How to get speed of light with ncu-cli

Hi,

My aim is to collect the details about memory-bandwidth utilization and compute-core utilization of TGI server.

since SpeedOfLight section collects the same, i went with

ncu --replay-mode application -o  profile --launch-skip 900 --section SpeedOfLight --metrics gpu__time_duration.sum --target-processes-filter regex:text-generation-server  text-generation-launcher

the above was very much slow and i ran it very long and managed to collect 3GB of ncu-rep file. But when loading in UI due to RAM constraint(exceeding 32GB to load a 3GB report file), im not to view it, even after adding adding swap constantly getting not-responding state.

so i tried to check other alternate,

ncu --import profile.ncu-rep --print-fp true --print-details all --section section --csv
but not able to get the report, getting errors(attached image)

Please let me know of any mistakes i made/ how can i get the report with ncu-cli

Im using ubuntu 23.04

Hi, @harikrishna

Sorry for the issue you met. As in the screenshot, it shows the required metric XXX could not be found.

Can you use --metrics to collect those metrics and see what error reported ?
Also in order to reduce the report size, can you use -c option in the command line also ?

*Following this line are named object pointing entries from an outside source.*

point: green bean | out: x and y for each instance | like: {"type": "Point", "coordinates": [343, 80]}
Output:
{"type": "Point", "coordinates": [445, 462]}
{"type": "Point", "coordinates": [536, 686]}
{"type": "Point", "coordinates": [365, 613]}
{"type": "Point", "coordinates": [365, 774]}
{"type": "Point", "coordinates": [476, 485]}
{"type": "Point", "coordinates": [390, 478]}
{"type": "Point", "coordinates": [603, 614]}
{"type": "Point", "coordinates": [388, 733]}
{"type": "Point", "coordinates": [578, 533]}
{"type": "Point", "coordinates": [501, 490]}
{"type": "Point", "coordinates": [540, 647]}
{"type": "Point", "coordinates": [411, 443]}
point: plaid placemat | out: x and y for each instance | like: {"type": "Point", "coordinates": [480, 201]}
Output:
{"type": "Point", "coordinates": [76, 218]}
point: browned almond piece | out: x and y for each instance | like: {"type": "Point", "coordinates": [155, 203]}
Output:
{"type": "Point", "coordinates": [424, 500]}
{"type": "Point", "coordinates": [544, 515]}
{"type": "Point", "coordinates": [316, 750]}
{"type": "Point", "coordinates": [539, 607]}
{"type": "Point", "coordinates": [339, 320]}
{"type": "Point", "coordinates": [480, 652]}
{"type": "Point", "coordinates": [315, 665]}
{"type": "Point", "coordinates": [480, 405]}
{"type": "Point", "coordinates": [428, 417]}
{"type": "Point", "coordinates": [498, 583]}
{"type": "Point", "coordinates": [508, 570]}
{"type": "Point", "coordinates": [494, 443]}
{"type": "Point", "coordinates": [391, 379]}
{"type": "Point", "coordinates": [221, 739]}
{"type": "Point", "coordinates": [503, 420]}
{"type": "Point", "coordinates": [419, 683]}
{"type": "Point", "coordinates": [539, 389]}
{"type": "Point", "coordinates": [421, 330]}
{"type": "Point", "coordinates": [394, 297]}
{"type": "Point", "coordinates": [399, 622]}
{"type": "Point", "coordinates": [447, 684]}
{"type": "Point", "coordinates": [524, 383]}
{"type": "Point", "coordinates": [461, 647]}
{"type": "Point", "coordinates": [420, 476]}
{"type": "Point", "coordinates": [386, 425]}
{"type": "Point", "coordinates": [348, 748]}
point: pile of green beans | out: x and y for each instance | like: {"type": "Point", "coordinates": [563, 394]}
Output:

I added --metrics and -c still getting same report i.e metrics values are not there and the no. of lines in the output file also not not reduced… it is still same with and without using -c

full command which i used:
ncu --import profile.ncu-rep --print-fp true --print-details all --section section --csv --metrics -c

the error im getting is:

    ERR   Required metric sm__throughput.avg.pct_of_peak_sustained_elapsed could not be found.         
    ----- --------------------------------------------------------------------------------------------------------------
    ERR   Required metric gpu__compute_memory_throughput.avg.pct_of_peak_sustained_elapsed could not be found.         
    ----- --------------------------------------------------------------------------------------------------------------
    ERR   Rule Bottleneck returned an error: Some required metrics are missing; aborted rule execution.         
    ----- --------------------------------------------------------------------------------------------------------------
    ERR   <built-in function raise_exception> returned a result with an exception set         
          /root/Documents/NVIDIA Nsight Compute/2023.3.0/Sections/SpeedOfLight.py:90         
          /opt/nvidia/hpc_sdk/Linux_x86_64/23.11/profilers/Nsight_Compute/target/linux-desktop-glibc_2_11_3-x64/../../se
          ctions/RequestedMetrics.py:231         
          /opt/nvidia/hpc_sdk/Linux_x86_64/23.11/profilers/Nsight_Compute/target/linux-desktop-glibc_2_11_3-x64/../../se
          ctions/NvRules.py:2834         

i see… above two metrics are required ones… i will try collecting without adding --metrics.

ncu --replay-mode application -o profile --launch-skip 900 --section SpeedOfLight --target-processes-filter regex:text-generation-server text-generation-launcher
Let me know if anything can be optimized in collecting, i need to SpeedOfLight only.

Thanks for your input.

Hi, @harikrishna

Are you using Nsight Compute from HPC_SDK ?

Hi @veraj
Yes, using from HPC_SDK only.

i’m running ncu inside docker
/opt/nvidia/hpc_sdk/Linux_x86_64/23.11/compilers/bin/ncu this is my ncu path in docker

Good to know.

Can you execute below 2 command line to see what happens

ncu --query-metrics --query-metrics-mode all | grep sm__throughput.avg.pct_of_peak_sustained_elapsed

ncu --query-metrics --query-metrics-mode all | grep gpu__compute_memory_throughput.avg.pct_of_peak_sustained_elapsed

Also to avoid the error, you can use “ncu --section SpeedOfLight --apply-rules no ${Your_Sample}”

I’m sorry,
but
ncu --query-metrics --query-metrics-mode is not working with --import option

output:
==ERROR== Invalid option --query-metrics specified for --mode import

I mean you just execute the command line I gave. You don’t have to add other options.